SCHLIESSUNG UND UMBAU ZUM AUTOHOF

Nach den Umbauten in den Jahren 1907 bis 1909 blieb der Betriebshof der Straßenbahn Herne – Recklinghausen bis zur Übernahme der Gesellschaft durch die Vestische Kleinbahnen GmbH weitgehend unverändert in Betrieb. Das nachfolgende Luftbild zeigt die Gesamtanlage im Jahr 1926 (© RVR – 1925-1930 – dl-de/by-2-0). Vor der südlichen Halle sind vermutlich zwei Loren abgestellt. Im Gleisvorfeld wartet ein Vierachser. Anhand der unterschiedlichen Reflektion des Dachbelags kann man sehr gut die verschiedenen Ausbaustadien des Betriebshofes nachvollziehen.

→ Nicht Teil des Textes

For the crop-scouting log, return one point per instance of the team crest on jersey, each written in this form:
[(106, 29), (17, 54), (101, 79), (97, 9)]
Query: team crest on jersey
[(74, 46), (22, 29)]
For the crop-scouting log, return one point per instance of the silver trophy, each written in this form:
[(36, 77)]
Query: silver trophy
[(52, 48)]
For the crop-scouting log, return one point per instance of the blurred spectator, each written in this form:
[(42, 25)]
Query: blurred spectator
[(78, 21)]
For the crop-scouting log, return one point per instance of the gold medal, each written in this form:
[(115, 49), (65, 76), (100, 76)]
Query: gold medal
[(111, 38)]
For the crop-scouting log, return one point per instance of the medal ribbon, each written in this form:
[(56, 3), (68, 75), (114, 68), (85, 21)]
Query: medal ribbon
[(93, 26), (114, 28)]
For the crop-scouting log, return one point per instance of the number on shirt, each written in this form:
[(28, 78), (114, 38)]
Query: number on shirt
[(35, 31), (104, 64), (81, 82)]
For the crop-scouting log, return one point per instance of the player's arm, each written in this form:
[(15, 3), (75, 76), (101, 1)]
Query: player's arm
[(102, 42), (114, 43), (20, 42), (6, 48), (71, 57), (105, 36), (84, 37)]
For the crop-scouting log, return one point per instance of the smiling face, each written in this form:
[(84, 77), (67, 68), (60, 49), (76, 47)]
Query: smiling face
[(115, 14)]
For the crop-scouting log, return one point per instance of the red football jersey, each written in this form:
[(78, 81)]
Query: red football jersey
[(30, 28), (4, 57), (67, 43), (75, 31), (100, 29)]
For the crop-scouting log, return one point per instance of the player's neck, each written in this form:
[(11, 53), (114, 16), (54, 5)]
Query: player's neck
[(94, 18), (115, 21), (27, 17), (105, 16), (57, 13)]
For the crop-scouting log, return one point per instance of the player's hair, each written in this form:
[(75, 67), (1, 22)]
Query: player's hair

Nach der am 28. Oktober 1939 vollzogenen Übernahme des Betriebs durch die Vestische Kleinbahnen GmbH wurde der Betriebshof in Recklinghausen-Süd aufgegeben. Die Gleis- und Oberleitungsanlagen wurden schon bald demontiert, um Eisen und Kupfer für die Kriegswirtschaft zu gewinnen.

Die Hochbauten des ehemaligen Betriebshofs konnten nach dem Zweiten Weltkrieg als „Autohof“ einer neuen Nutzung zugeführt werden. In den Wagenhallen etablierte sich eine Werkstatt für Lastkraftwagen. Hier wurden Reparaturen für die Marken Daimler Benz und Büssing ausgeführt. Das Direktionsgebäude wurde als Gaststätte und Hotel weiter genutzt.

Auch aus dieser Zeit gibt es Luftbilder in der Datenbank des Regionalverbandes Ruhrgebiet. Die nachfolgende Ausschnittvergrößerung stammt aus einer 1952 aufgenommenen Serie (© RVR – 1951-1980 – dl-de/by-2-0).

FRÜHES ENDE DER EIGENEN STROMERZEUGUNG

Das von der Union Elektrizitätsgesellschaft Berlin gebaute Kraftwerk der Straßenbahn Herne – Baukau – Recklinghausen verfügte anfangs über zwei Dampfmaschinen mit einer Leistung von 90 und 120 PS zur Erzeugung des des Bahnstroms. Eine östlich an das Maschinenhaus angrenzende Akkumulatorenstation diente zur Stabilisierung der Stromversorgung und als Puffer bei kurzfristigen Störungen.

1910 wurden die Dampfmaschinen und die Generatoren demontiert: Vom 14. März 1910 an bezog die Straßenbahn den Strom vom Elektrizitätswerk Herne.